Insolvent Italian dairy company Parmalat Finanziaria has decided not to sell the main activities of U.S. dairy operation Farmland Dairies and it is looking for a new chief executive for the company.

MILAN, Italy-Insolvent Italian dairy company Parmalat Finanziaria has decided not to sell the main activities of U.S. dairy operation Farmland Dairies and it is looking for a new chief executive for the company. Parmalat has also proposed placing debt and assets in a new company that could be partly owned by creditors.

The new entity is part of a proposed deal with creditors to be issued by state-appointed insolvency commissioner Enrico Bondi in the coming weeks.

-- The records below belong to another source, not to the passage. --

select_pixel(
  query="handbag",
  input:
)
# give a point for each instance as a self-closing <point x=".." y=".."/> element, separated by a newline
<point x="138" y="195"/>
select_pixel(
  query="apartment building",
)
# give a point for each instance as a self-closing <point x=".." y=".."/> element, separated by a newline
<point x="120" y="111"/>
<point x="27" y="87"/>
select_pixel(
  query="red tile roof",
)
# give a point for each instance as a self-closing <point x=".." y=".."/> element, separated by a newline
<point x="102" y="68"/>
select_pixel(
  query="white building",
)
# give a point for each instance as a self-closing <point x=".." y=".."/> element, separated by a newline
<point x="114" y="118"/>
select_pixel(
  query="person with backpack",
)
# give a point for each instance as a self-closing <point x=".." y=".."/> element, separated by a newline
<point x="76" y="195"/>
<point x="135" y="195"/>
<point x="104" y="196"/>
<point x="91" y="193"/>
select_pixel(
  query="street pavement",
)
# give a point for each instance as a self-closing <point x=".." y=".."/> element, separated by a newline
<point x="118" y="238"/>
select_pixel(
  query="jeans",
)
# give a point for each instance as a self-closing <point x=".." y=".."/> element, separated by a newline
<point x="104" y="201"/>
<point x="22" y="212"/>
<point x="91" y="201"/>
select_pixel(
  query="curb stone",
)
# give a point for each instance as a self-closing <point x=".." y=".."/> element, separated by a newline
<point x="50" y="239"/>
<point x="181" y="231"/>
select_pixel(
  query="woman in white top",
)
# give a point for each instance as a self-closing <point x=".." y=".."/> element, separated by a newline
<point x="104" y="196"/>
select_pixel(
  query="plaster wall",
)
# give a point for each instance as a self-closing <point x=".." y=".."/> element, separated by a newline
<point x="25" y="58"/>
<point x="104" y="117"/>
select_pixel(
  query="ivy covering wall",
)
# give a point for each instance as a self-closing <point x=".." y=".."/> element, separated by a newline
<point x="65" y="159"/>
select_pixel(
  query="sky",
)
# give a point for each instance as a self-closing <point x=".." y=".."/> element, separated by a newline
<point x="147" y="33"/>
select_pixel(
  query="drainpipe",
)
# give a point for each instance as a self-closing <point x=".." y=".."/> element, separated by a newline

"The restructuring plan will include a proposed agreement with creditors that would see the transfer to a separate assuming entity of all the assets and liabilities of those companies subject to the agreement," Parmalat said.

The proposal "will permit the payment of all privileged and preferential credits and the payment of unsecured credits via the allotment of shares in the assuming entity," it said.

The Parmalat scandal exploded in December when the Italian conglomerate acknowledged it did not have nearly $5 billion (U.S.) in funds it had claimed was in a Bank of America account. Parmalat then went into bankruptcy protection. An audit this year put the company's debt at about $18 billion-eight times more than Parmalat had claimed in September.